Mr. Jake Yip1
1Australian Research Data Commons, Australia
Biography:
Jake Yip is a Technical Lead at ARDC. He works on the Nectar Research Cloud, with a focus on Kubernetes, Networking and Security. Jake is responsible for a number of projects, from Advanced Networking to CNCF conformance, with the vision to provide a high quality, up-to-date Kubernetes offering for the research community in Australia.
Jake is a member of ARCOS, a community with the aim to provide a national Kubernetes service and promote the use of containers in the research community.
In the international OpenStack community, Jake is the Project Team Lead of Magnum, the Container Infrastructure Service. Along with members from different cloud providers across the world, they develop and maintain the software which allows cloud providers to offer a Kubernetes service.
Abstract:
Situation: Kubernetes is fast becoming the standard platform for deploying applications on the cloud. Features like scale out and failover have attracted a lot of attention from application developers, who want a way to run their application in a highly reliable, scalable and maintenance free way. However, Kubernetes is a complex technology stack. A new user may find themselves spending too much time in the pits to achieve real benefits.
Task: This talk shares our experiences on a few fronts.
Australian Research Data Commons (ARDC) Nectar Research Cloud (Nectar) is a Certified Kubernetes service provider. Nectar's self-service Kubernetes offering, Magnum, helps users get started easily.

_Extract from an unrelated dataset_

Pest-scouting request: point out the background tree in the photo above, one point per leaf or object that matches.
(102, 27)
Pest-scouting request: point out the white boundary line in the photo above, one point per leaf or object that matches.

Australian Research Container Orchestration Service (ARCOS) is a community with the aim to provide a national Kubernetes service and promote the use of containers in the research community.
Internally, Nectar uses Kubernetes to power many of its services, from the Jupyter Notebook Service to the Nectar Dashboard.
Action: We share our unique perspective, both as a provider and a user of Kubernetes, as well as a partner to other project groups.
As a provider, we share our experiences offering Kubernetes as a service to our users, what users ask for, and how we are evolving our offering to fit their needs.
As a user, we share both the pain and gain of running Kubernetes in production, with both success and horror stories.
As a partner, we share our future plans.
Result: Attendees should come away with a better understanding of what Kubernetes can offer.